Nexar Dashcam Crash Prediction Challenge - Overview and Baseline Notebook

#computer-vision #kaggle

14/05/2025 6 Min.

Written by: Yuk

Table of Content

(Kaggle) 🚗💥 Nexar Dashcam Crash Prediction Challenge (Concluded May 4th, 2025)

(Arxiv) Nexar Dashcam Collision Prediction Dataset and Challenge

Task and Dataset Summary

Given a 1280x720@30FPS dashcam footage, you must be able to give a warning as soon as a risk of collision/near miss is detectable. This involves predicting a signal given sequences of frames. This task is also known as TTC estimation (time-to-collision estimation).

Training data includes 1500 videos. These videos have a warning timestamp (the moment the risk is detectable) and an event timestamp (time of collision/near miss), all roughly 40 seconds long. Training videos include everything in full, from before to after the event. These are called positive cases, which makes half of the training set, the other half are normal driving footage.

Test videos are much shorter than train video, and generally does not include the footage after the event, just the moment right before an event occurs if any. Therefore with the test data its more about detecting and giving a warning as soon as possible regarding collision risk. There are 1344 test videos, at the time of writing this post, labels for test videos are not available (check Kaggle and Nexar sources).

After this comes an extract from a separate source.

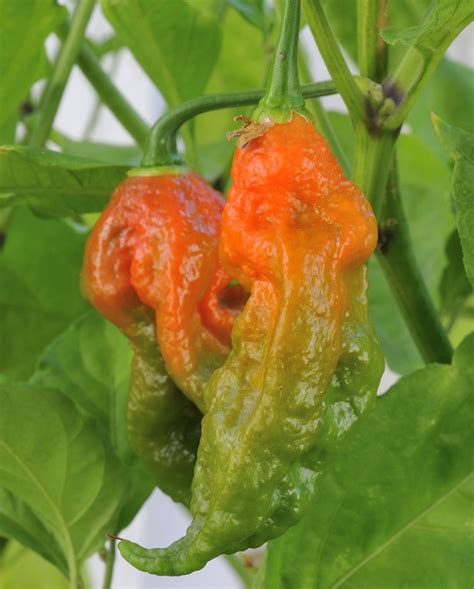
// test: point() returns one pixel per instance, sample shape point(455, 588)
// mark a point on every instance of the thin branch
point(56, 84)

This task involves image understanding, temporal modeling and possibly latent reasoning, a true complex computer vision application.

Notebook Reviews

Baseline: InceptionV3 + Farneback & Ensemble BiLSTM

(Kaggle) 💥Nexar DCP Challenge - Baseline 💡

# Core Imports
import numpy as np
import pandas as pd
import cv2
import os
from tqdm import tqdm
from sklearn.model_selection import train_test_split
from sklearn.preprocessing import StandardScaler
from sklearn.metrics import roc_auc_score
import joblib
from joblib import Parallel, delayed
from scipy.stats import uniform, randint
import warnings
warnings.filterwarnings('ignore')
import keras_tuner as kt

# Deep Learning
import tensorflow as tf
from tensorflow.keras.models import Model, Sequential
from tensorflow.keras.layers import LSTM, Dense, Dropout, Bidirectional
from tensorflow.keras.applications import InceptionV3
from tensorflow.keras.optimizers import Adam
from tensorflow.keras.callbacks import EarlyStopping, LearningRateScheduler
from tensorflow.keras.applications.inception_v3 import preprocess_input
from tensorflow.keras.applications import EfficientNetB0

# Machine Learning
from xgboost import XGBClassifier
from sklearn.ensemble import StackingClassifier
from sklearn.model_selection import RandomizedSearchCV

Enhanced Frame Sampling & Feature Extraction

def extract_critical_frames(video_path, alert_time, event_time, num_frames=8, sampling_interval=30):
    """Optimized frame extraction without redundant capture"""
    cap = cv2.VideoCapture(video_path)
    frames = []
    frame_count = 0
    
    while True:
        ret, frame = cap.read()
        if not ret:
            break
        if frame_count % sampling_interval == 0:
            frame = cv2.resize(cv2.cvtColor(frame, cv2.COLOR_BGR2RGB), (224, 224))
            frames.append(frame)
            if len(frames) >= num_frames:
                break
        frame_count += 1
    
    cap.release()
    return np.array(frames[:num_frames])  # Return exactly num_frames

def calculate_optical_flow(frames):
    """Calculate dense optical flow between consecutive frames"""
    flows = []
    prev_gray = cv2.cvtColor(frames[0], cv2.COLOR_RGB2GRAY)
    
    for frame in frames[1:]:
        gray = cv2.cvtColor(frame, cv2.COLOR_RGB2GRAY)
        flow = cv2.calcOpticalFlowFarneback(prev_gray, gray, None, 0.5, 3, 15, 3, 5, 1.2, 0)
        flows.append(np.linalg.norm(flow, axis=2))
        prev_gray = gray
    
    return np.array(flows)

extract_critical_frames downsamples a video from video_path, returns num_frames of 224x224 images, resized using bilinear interpolation. alert_time and event_time doesn’t seem to be in use, could be placeholder for further improvements.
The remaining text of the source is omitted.